The total pressure drop at the wellbore caused by all of the flowrate changes is (Pi - Pwf )= P1 + P2 + P3

4.4

Simulating Boundary Effects (Image Wells)

One of the intriguing possibilities of the application of the principle of superposition to reservoir flow is in simulating reservoir boundaries. It is clear that when a well in a reservoir starts production, there will be a period where the flow regime is unsteady state while the reservoir fluid reacts to the pressure perturbation as if the volume of the reservoir was infinite (i.e. an infinite acting reservoir). Once the boundaries are detected, there is a definite limit to the volume of fluid available and the pressure response changes to match that of, for example, semi steady state or steady state flow.
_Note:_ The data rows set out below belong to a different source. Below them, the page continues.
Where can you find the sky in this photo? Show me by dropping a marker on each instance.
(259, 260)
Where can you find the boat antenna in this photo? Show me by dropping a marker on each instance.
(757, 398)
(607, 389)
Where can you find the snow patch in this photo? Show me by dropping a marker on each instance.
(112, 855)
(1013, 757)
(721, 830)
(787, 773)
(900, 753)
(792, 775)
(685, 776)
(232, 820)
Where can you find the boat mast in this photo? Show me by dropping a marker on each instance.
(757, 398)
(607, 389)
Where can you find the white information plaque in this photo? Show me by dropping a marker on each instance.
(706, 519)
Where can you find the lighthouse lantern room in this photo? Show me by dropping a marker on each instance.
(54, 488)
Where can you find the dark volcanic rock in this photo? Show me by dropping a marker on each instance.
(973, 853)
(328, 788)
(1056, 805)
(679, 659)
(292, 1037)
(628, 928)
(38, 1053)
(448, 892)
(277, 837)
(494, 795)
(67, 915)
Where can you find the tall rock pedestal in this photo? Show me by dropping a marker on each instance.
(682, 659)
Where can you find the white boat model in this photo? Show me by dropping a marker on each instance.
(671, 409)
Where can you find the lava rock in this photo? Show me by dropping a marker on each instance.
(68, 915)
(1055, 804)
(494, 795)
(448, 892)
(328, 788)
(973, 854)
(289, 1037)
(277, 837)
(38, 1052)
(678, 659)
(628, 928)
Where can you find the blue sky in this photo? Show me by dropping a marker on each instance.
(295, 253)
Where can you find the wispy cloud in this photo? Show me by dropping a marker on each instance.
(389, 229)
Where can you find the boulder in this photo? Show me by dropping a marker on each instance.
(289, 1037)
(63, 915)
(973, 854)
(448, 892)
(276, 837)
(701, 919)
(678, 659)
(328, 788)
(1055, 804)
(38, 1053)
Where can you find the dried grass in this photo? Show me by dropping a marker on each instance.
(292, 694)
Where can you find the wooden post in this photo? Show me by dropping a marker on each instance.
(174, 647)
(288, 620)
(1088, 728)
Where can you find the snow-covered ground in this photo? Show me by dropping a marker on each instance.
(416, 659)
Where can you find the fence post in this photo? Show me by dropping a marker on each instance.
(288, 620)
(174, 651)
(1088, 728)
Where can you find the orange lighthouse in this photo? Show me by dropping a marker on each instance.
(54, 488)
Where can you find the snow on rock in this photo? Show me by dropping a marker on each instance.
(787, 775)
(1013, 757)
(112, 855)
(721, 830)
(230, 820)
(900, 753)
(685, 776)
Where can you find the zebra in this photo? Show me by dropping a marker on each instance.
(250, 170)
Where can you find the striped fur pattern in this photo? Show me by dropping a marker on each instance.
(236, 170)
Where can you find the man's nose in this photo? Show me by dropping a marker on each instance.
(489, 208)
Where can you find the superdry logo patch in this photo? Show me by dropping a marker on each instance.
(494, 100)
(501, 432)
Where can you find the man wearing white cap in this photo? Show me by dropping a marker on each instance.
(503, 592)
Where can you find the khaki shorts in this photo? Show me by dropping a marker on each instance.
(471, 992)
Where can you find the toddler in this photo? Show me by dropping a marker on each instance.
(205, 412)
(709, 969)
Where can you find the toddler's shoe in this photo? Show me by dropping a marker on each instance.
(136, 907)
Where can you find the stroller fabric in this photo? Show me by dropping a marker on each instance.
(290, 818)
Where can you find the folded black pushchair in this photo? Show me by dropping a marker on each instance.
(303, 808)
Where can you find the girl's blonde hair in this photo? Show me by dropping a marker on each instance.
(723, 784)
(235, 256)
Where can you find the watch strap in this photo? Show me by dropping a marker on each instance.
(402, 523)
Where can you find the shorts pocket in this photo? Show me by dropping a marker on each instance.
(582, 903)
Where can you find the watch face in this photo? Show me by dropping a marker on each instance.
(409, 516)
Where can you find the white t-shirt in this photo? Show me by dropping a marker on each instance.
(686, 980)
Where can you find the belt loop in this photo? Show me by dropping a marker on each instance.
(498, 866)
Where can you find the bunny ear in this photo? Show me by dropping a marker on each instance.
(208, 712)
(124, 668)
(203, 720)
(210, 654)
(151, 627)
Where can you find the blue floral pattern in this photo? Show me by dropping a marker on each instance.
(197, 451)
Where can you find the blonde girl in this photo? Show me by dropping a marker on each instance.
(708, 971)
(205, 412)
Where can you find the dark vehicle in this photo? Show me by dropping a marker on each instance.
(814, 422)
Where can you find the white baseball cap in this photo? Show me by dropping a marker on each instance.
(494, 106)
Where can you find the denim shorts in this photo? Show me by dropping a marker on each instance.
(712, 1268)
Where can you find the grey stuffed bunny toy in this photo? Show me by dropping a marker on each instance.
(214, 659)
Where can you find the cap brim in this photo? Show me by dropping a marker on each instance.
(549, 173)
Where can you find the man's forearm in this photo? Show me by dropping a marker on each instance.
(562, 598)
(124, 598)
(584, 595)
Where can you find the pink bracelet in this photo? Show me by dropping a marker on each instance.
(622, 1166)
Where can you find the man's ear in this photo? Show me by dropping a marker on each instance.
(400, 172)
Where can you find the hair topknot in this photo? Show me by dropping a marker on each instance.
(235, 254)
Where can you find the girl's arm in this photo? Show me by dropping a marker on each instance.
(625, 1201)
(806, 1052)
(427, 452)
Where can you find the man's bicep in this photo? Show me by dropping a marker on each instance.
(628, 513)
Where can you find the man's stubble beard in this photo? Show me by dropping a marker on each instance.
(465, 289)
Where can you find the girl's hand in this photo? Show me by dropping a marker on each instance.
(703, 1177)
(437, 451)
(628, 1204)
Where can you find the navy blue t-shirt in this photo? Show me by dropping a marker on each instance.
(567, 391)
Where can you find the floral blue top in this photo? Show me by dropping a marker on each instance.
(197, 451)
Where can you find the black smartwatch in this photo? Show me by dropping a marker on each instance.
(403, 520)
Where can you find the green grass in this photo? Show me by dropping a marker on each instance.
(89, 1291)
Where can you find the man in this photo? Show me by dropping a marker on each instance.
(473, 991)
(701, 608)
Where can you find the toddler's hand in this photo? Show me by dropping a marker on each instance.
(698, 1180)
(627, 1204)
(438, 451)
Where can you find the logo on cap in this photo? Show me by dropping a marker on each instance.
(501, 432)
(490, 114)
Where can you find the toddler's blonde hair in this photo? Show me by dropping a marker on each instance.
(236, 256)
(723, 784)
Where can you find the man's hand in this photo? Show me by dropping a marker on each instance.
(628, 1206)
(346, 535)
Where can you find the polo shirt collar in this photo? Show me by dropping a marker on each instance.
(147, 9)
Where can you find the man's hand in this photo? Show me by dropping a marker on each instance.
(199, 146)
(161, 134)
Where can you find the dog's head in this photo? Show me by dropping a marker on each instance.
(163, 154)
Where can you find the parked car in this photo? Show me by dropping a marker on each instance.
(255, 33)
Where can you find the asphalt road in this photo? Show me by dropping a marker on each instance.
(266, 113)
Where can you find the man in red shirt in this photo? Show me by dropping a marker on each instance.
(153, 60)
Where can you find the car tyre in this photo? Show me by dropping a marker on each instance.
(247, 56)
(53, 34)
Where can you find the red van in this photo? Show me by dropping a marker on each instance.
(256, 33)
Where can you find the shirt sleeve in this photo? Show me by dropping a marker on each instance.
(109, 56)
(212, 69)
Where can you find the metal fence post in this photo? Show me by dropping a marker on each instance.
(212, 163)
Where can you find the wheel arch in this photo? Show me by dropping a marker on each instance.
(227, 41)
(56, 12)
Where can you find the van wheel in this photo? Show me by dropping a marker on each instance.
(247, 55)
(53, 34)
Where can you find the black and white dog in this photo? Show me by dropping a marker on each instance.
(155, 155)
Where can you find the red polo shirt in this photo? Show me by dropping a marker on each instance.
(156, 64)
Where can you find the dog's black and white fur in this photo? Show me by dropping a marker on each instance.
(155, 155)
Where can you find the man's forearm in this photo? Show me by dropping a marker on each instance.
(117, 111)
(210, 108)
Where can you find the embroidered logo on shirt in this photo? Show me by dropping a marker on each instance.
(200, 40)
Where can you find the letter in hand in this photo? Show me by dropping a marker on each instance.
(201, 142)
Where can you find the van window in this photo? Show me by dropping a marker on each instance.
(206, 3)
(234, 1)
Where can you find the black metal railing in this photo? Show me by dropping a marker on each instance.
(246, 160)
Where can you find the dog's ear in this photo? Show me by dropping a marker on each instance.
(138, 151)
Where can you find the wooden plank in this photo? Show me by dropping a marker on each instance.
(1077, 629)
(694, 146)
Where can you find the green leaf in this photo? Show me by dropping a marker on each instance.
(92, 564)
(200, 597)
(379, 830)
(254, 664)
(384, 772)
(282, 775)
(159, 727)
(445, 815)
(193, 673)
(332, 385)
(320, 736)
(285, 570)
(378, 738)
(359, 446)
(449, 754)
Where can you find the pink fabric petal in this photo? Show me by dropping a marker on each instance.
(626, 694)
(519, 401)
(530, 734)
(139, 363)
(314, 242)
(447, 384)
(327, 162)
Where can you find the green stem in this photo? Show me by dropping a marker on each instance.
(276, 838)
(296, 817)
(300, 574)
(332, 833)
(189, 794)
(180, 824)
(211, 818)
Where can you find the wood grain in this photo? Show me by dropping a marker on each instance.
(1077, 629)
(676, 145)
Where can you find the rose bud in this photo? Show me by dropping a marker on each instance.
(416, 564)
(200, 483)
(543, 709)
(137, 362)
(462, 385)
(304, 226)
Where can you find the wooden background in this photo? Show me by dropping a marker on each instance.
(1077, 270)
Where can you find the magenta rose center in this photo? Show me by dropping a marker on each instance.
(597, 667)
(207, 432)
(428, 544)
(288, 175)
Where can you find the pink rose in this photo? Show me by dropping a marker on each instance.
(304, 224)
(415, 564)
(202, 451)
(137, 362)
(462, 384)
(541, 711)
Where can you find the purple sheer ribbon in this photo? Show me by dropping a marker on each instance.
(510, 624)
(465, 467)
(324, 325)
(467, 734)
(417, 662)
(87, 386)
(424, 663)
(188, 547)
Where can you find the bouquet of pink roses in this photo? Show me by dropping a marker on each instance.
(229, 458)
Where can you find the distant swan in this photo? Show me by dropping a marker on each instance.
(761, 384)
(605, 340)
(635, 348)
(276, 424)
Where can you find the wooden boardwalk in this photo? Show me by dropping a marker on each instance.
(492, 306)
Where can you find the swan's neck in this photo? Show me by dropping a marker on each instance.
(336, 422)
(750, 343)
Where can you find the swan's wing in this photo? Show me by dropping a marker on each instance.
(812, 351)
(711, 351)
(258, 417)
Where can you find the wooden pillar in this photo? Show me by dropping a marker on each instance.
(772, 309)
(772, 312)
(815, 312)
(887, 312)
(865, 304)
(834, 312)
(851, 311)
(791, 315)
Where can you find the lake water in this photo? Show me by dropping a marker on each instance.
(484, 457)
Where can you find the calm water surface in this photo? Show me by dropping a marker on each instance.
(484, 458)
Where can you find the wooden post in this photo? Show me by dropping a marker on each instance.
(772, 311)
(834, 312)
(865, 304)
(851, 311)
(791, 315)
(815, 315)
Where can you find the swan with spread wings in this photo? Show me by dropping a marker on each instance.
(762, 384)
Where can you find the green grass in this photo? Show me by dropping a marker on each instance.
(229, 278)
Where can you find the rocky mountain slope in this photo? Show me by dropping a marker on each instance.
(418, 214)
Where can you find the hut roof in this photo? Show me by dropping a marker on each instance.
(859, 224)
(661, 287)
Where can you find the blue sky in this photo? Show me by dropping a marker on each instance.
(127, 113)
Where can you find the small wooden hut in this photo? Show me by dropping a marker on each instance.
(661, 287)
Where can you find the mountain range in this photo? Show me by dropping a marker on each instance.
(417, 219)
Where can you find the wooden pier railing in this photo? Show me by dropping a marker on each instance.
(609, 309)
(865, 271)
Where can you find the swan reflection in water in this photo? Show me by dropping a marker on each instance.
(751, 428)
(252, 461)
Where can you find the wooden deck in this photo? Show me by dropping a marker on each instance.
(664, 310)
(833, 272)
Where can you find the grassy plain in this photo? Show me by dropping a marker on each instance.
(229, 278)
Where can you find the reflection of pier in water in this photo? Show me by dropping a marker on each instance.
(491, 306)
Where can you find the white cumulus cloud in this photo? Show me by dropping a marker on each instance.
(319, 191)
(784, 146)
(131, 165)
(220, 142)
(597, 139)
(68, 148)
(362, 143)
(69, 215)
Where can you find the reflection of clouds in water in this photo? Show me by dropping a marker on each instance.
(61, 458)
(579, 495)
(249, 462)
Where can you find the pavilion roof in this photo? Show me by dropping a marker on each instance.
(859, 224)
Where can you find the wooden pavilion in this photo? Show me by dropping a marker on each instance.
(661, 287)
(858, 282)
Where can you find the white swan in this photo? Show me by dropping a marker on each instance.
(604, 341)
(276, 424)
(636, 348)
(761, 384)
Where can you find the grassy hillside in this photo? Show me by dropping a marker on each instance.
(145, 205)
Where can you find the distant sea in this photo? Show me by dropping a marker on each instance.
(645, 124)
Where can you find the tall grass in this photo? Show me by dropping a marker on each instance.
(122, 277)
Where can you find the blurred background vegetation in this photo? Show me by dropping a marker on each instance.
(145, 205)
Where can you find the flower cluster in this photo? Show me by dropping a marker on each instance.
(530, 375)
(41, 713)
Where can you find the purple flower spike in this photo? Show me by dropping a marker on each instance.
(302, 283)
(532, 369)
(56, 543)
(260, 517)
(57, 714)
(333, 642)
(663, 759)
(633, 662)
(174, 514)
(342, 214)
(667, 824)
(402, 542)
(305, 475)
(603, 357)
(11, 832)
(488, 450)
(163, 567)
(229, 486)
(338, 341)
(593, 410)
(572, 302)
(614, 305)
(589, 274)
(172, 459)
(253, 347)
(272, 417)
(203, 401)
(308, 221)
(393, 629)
This assumes that the pressure perturbation reaches the areal boundary at the same time, i.e. if the well was in the centre of a circular reservoir, the pressure perturbation would reach the external radius at all points around the circumference at the same time (assuming homogeneous conditions). If the well was not at the centre then some parts of the boundary would be detected before all of the boundary was detected. This means that some of the reservoir fluid is still in unsteady flow whilst other parts are changing to a different flow regime. This would appear to render the use of the line source solution invalid, however, the effect of the nearest boundary in an otherwise infinite acting reservoir has the same effect as the interaction of the pressure perturbations of two wells next to each other in an infinite acting reservoir. Therefore if an imaginary well is placed at a distance from the real well equal to twice the distance to the boundary, and the flowrate histories are identical, then the principle of superposition can be used to couple the effect of the imaginary well to the real well in order to calculate the real well’s bottomhole flowing pressure. Figure 13 illustrates the problem and the effect of superposition. Figure 14 shows a simplification of the model.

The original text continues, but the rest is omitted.